Thirty-two years ago, in the northwestern US state of Washington, the previously dormant volcano Mt. St Helens erupted. For me, it is an early memory that has been reduced to a vague recollections and second-hand accounts.  What survives are images, like faded sepia-colored slides in my mind.  I remember understanding that something very large was happening, something that reached beyond the scope of my pre-adolescent perspective.  Maybe this was the first time I began to think of the world as a large place.  I looked at maps to trace the ash clouds, which reached up to 15 miles into the atmosphere, and were carried in trace amounts around the world.  The shock waves from the eruption were recorded in New York state.  After a scale 5.1 earthquake, over 20 square miles of earth broke of the mountain, creating the largest landslide in recorded history.

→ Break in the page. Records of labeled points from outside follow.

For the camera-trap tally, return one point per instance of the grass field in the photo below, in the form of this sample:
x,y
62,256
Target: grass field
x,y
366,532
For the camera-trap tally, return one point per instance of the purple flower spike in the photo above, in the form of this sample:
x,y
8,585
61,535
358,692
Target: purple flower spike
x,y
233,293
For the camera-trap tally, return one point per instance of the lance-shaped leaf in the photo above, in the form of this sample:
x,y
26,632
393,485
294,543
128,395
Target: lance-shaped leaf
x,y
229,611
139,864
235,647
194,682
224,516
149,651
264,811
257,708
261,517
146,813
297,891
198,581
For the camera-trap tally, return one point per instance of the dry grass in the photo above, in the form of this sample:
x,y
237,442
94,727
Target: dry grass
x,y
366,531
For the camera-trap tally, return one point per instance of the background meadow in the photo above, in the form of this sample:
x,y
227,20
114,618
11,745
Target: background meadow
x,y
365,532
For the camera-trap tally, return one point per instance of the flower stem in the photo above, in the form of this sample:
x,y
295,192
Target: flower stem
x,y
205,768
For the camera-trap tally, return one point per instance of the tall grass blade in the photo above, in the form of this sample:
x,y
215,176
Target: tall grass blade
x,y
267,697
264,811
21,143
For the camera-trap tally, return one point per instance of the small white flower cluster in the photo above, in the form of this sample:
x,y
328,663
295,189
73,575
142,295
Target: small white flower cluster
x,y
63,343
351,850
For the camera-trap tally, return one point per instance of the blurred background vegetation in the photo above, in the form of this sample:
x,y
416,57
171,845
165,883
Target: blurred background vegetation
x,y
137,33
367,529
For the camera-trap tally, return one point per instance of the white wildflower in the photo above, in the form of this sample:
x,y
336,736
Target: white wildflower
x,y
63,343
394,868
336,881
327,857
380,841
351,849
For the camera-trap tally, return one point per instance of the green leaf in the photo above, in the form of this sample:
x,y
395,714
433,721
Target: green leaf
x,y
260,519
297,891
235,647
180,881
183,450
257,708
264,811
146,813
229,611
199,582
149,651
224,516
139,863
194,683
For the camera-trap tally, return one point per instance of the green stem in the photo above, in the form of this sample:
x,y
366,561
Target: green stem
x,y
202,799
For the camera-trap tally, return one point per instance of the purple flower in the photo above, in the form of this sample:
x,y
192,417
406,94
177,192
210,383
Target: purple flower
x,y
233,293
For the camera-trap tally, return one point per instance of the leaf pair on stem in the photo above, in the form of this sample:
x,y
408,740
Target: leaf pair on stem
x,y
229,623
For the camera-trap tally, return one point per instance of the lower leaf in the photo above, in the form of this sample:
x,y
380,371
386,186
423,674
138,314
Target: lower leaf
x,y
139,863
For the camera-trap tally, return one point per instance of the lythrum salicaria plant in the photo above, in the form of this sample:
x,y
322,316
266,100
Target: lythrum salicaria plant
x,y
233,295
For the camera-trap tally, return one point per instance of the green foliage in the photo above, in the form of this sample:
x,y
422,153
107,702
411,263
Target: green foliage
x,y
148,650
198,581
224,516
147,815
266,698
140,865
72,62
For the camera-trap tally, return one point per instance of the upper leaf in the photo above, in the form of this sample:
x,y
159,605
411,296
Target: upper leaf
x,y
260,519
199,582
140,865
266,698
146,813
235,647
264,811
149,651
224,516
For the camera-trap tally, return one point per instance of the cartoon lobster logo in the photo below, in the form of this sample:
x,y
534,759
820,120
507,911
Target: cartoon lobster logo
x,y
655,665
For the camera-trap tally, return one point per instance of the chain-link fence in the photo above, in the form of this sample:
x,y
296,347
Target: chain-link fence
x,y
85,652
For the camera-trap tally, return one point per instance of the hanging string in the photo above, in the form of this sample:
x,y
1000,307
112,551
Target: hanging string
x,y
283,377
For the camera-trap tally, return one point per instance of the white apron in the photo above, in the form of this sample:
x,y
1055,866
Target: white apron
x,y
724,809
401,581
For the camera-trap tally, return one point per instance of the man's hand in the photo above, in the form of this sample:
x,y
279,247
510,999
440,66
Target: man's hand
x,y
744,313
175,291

Most of the actual events I don’t remember:  the evacuations, the Columbia River blocked with thousands of trees blown over from the blast, the old man who refused to evacuate from his cabin next to the mountain, playing in the ash that fell from the darkened sky. Most of the what I know now comes from the collected knowledge of news stories, documentary footage, and stories.

The clearest memory I have is similar to the photos below, although from a greater distance.  We stopped the car to see a symmetrical cone with a streaming column of ash and smoke rising into the sky, and it left a permanent impression. And it marked the beginning of a life-long interest in natural disasters.

Mt. St. Helens, WA, May 18, 1980 -- Disasters ...
Mt. St. Helens, WA, May 18, 1980 — Disasters are devastating to the natural and man-made environment. FEMA provides federal aid and assistance to those who have been affected by all types of disaster. NOAA News Photo (Photo credit: Wikipedia)
May 18, 1980.

9 thoughts on “The Earliest Memory

  1. I remember watching the film about the eruption, which featured that ‘old man’ you mention. All I can remember was the sense of panic and helplessness the film drove home. That must have been some sight to behold.

    1. I suppose so. My mom says I was almost complacent about the whole thing. haha. But I know I’ve always loved volcanoes. To see one spewing lava is a life goal of mine.

    1. Not weird at all! Now, if you ever wanted to be one of those storm chasers, then you’d have my categorical approval as the coolest chick ever.

  2. I loved your article…well done. Good job.
    Having lived in Portland, Oregon many years before that event and about your age when it happened my response was more a sadness that I would never see nature’s almost perfectly shaped cone monument again.

  3. We were in Chehalis, WA and actually saw the second eruption from our home. We waded through inches of ash for days; saw the clogged Toutle River. You seemed to take all it in stride.

    1. Really? I don’t remember that. I think I remember being disappointed that there was no lava, though. Did Grandpa fly over it, or am I imaging that?